Looking ahead to future elections, it may be interesting to see how worries were weighted among nonpartisan voters. They named healthcare issues and health insurance premiums (34%) as the top priority, followed by the environment (33%), inflation (32%), retirement provision (31%) and, a long way behind, secure energy supply and housing costs (21% each). The other problem areas play a less important role, but are still meaningful as they differ in part from the parties' worries: energy issues (17%), war in Ukraine and immigration (16% each), education and coexistence in Switzerland (15% each), as well as global dependencies, petroleum prices, and relations with the EU (14% each), and, finally, unemployment, low wages, and the refugee issue (13% each).
It would seem that, in the near future, many of these nonpartisan voters are worried about their financial situation. Although the assessment of their individual economic situation at present may not yet show any deviations from the previous years – 65% (+0) of the population describe it as good or very good, and only 6% (+0) as bad – the 12-month outlook paints a much different picture [see Fig. 2]. Eleven percent (–1pp) believe that their situation will improve, but a good 19% (+9pp) worry that theirs will deteriorate. This is the highest percentage in the survey's 27-year history. Accordingly, while a large majority believe their situation will stay the same, their share has dropped to the lowest figure thus far at 66% (–9pp).
Preventing new poverty
In the opinion of nonpartisan voters, a "new" challenge is being posed to society. The increasing threat of new poverty must be thwarted. For 17% of nonpartisan voters, new poverty is one of the main problems – but according to the Worry Barometer, new poverty has hardly registered among those affiliated with political parties. Among the center parties, it is 5%. For FDP and GLP voters it is 8%, for SVP 9%, and even within the SP (11%) and GPS (13%), there are only a few members and supporters who consider this phenomenon to be problematic.

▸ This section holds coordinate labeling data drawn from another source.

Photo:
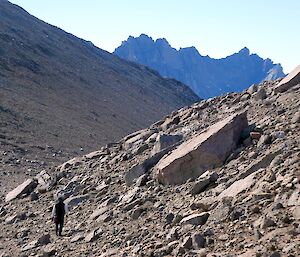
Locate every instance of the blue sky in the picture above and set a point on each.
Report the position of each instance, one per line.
(216, 28)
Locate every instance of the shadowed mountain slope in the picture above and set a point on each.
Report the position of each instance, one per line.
(59, 90)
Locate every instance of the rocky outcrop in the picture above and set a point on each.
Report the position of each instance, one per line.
(247, 206)
(292, 79)
(205, 151)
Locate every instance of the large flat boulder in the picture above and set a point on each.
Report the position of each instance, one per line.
(203, 152)
(25, 188)
(292, 79)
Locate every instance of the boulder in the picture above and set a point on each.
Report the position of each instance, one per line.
(203, 152)
(292, 79)
(142, 168)
(25, 188)
(140, 136)
(164, 140)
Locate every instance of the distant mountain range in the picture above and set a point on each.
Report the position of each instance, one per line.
(59, 90)
(206, 76)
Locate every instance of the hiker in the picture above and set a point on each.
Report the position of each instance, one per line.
(58, 214)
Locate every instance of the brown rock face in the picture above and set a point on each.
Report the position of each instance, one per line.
(24, 188)
(289, 81)
(205, 151)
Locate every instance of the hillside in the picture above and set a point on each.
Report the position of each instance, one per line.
(206, 76)
(217, 178)
(60, 94)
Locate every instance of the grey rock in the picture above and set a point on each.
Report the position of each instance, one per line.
(198, 241)
(292, 79)
(44, 239)
(75, 200)
(25, 188)
(164, 141)
(196, 219)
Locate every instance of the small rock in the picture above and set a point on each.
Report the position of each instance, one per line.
(296, 117)
(196, 219)
(187, 243)
(136, 213)
(267, 222)
(49, 250)
(34, 196)
(198, 241)
(172, 235)
(169, 218)
(44, 239)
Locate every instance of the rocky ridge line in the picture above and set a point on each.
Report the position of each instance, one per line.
(249, 206)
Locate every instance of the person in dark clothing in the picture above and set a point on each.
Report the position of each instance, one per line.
(58, 215)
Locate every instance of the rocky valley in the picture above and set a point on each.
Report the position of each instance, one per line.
(217, 178)
(61, 96)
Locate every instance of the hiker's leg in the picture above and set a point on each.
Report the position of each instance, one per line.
(56, 228)
(61, 224)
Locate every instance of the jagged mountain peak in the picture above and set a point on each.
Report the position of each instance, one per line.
(207, 77)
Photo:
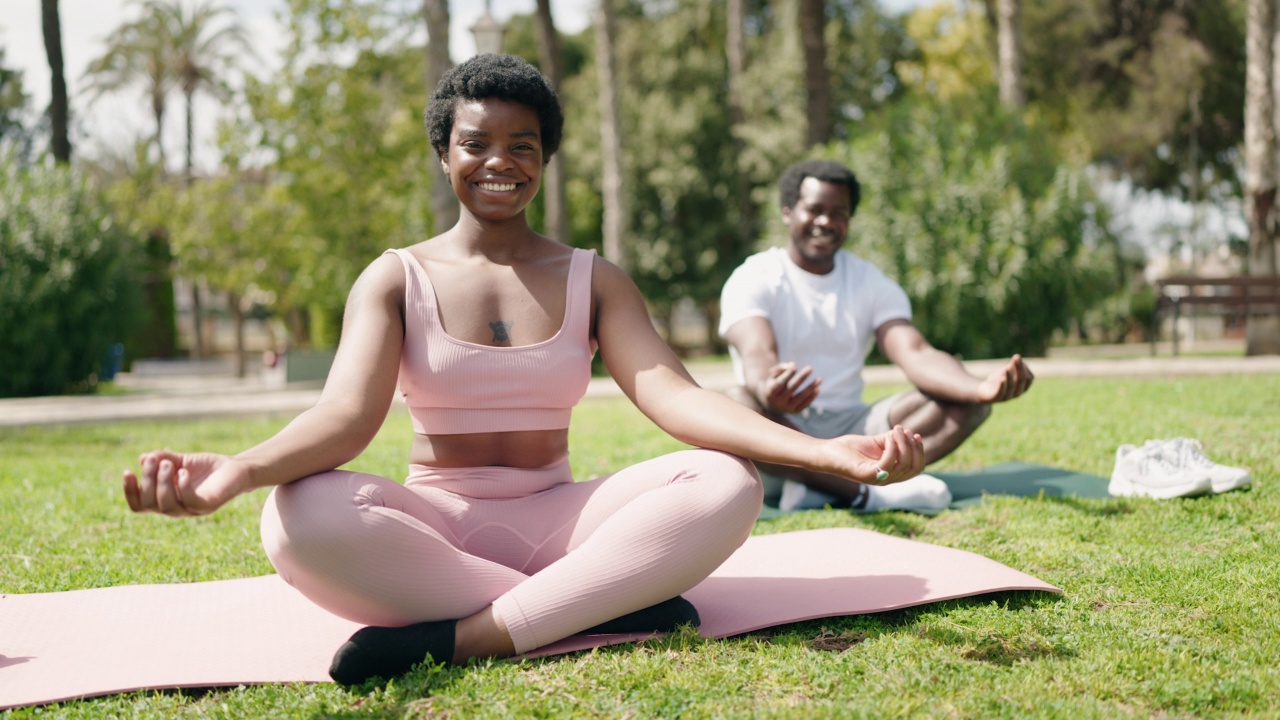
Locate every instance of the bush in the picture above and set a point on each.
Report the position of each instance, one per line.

It is therefore reassuring that, at the same time, trust in the four important institutions – the police, the Federal Supreme Court, the National Bank, and the Federal Council – remains widespread and stable. The same applies to a lesser extent, but with a slight upward trend, to the other institutions mentioned in the survey, such as the Council of States, the National Council, and political parties. And even the amount of people's pride in being Swiss has dipped slightly, but at 77% (–1pp) remains very high. The conditions for combating new poverty and the population's other long-term concerns seem to be in place.